晚上,肃文帝还在看折子,全福走进来送了杯茶又将窗户打开。
肃文帝说:“中秋夜宴的事情怎么样了?”
“回陛下,一切妥当。”
“曹汝阳是从哪里支的钱?”
全福又点上了一根蜡烛,说:“陛下手眼通天,曹尚书的确从户部拿的钱。”
肃文帝把笔搁下,说:“他总是这个样子,朕只要交代他些事情,他都要想着法子从公账中出钱,内廷局难道就没钱吗?”
“奴才已经问过了,内廷局说前几年中秋夜宴的账目总数在三千两左右,曹尚书今年一开口就要支一万两,内廷局的钱都是年初统一拨的,也不是天上掉下来的,故而不敢应曹尚书的请...”
肃文帝看全福还有些支支吾吾的,说:“还有什么你尽管说。”
“是,内廷局不敢应曹尚书的请求传了出去,皇后娘娘也去过问了。”
“过问什么?又怎么答的?”
“皇后娘娘只是问为什么不出钱,内廷局只好如实回答,娘娘知道了缘由后也没多说什么,但内廷局还是多拨了一千两过去。”
肃文帝沉默了一会儿后,说:“眼下内廷局是谁在主事?”
“是一个叫陈亮的太监,在内廷局已经当了五六年的差了。”
“让他来见我。”
“是。”
夜越来越深,大内禁中的烛火光也越来越弱,樊贵妃宫里的宫女将刚刚熄灭的蜡烛又点着,走到正梳头的樊贵妃身边,说:“娘娘,陛下来看您了。”
话刚说完,肃文帝就走了进来。
樊贵妃起身行礼,说:“陛下万福。”
“起来吧。”
肃文帝坐在一旁,樊贵妃说:“怎么夜深了陛下突然过来了,高熙那孩子应该还在念书,臣妾派人把他喊过来。”
宫女刚要出门,肃文帝说:“不必了打扰孩子念书了,朕过来是想见见你。”
樊贵妃让宫女送来茶水,说:“陛下也不提前打招呼,臣妾松了发髻都快歇下了。”
肃文帝拿起梳妆台上的一个银钗,说:“这个钗子朕看你戴了很久,怎么不换一个更好看的?”
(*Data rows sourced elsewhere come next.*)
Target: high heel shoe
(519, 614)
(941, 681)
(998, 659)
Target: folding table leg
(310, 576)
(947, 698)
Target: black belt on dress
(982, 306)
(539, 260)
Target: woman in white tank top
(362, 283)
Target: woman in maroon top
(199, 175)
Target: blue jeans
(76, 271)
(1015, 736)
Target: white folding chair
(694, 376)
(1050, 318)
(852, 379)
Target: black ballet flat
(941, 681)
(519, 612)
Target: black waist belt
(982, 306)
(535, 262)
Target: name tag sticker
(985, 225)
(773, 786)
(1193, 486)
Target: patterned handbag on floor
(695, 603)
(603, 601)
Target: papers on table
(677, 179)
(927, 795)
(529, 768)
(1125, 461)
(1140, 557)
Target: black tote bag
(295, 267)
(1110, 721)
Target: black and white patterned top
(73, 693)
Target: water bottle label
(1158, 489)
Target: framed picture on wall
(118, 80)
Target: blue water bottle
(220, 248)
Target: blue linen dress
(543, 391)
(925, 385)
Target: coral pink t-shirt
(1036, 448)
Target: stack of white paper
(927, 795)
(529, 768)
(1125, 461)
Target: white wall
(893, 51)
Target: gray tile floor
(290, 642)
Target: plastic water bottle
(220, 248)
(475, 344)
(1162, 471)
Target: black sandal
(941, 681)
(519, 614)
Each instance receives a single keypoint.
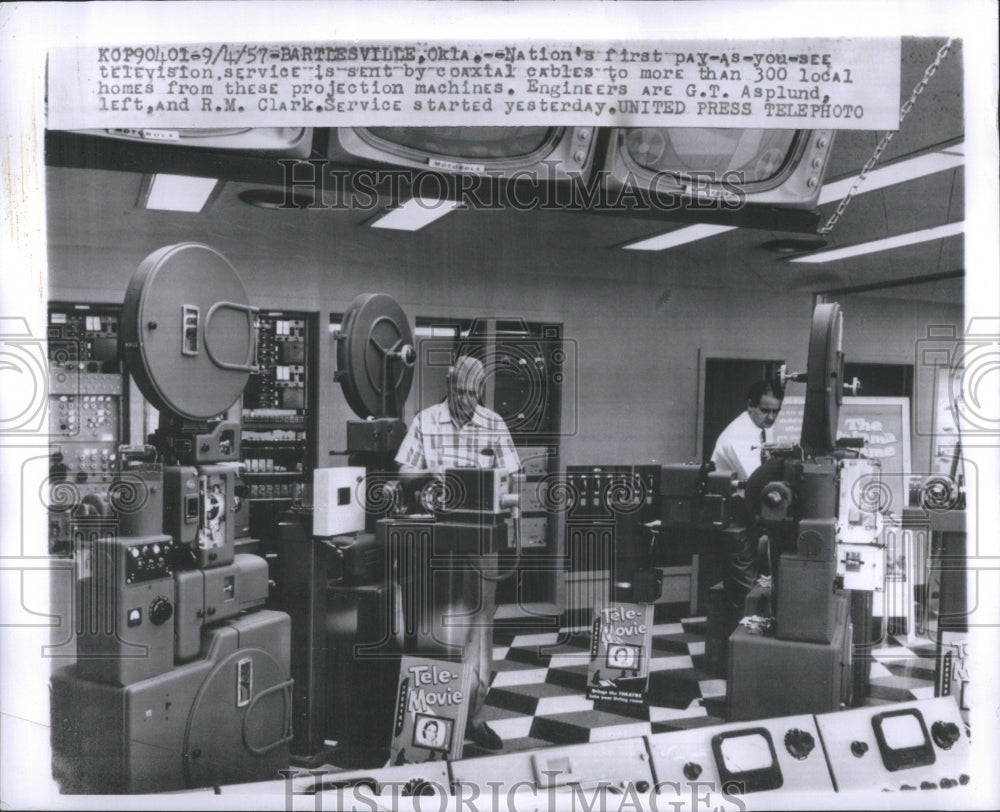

樊贵妃从柜子底下拿出来一个金钗,说:“有好看的,只不过臣妾平常不舍得戴罢了。”
“朕记得这个,过年的时候你还戴了一次,怎么这么不舍得?”
“陛下好记性,不过是因为每年可供宫里用的金银玉石有限,还要用在花冠和器皿上,至于钗子就往后放放了。”
肃文帝玩笑似地说:“难道朕已经穷到朕的妃子都不能打扮自己了?”
樊贵妃笑了笑,说:“大内的开支向来是内廷局管着,既要顾着妃嫔皇子的日常开支,又要顾着每年的佳节宴饮,皇后娘娘都节俭开支,臣妾自然是跟着效仿了。”
“她节俭是因为有人在宫外接济。”
樊贵妃一时没听出什么意思,说:“什么?”
肃文帝岔开话题,说:“没什么,朕今天来还想问问你内廷局事。”
“陛下请说。”
“内廷局主事的陈亮一个人也是心力难支,每逢佳节和宴请宾客使臣的时候都要他和前朝的官员打交道属实是有些难为他,朕想问问你有没有什么办法?”
樊贵妃认为这个问题应该交给皇后或是前朝的大臣,有些犹豫要不要回答。
“内廷局管着后宫的开支,你是贵妃,自然能说,再者说朕今天来就是问你这个的。”
樊贵妃点点头,说:“陛下刚才说内廷局不仅管着后宫的开支,还要管着前朝一些宴饮的事项,那内廷局就不只是后宫的内廷局,更是前朝的内廷局。”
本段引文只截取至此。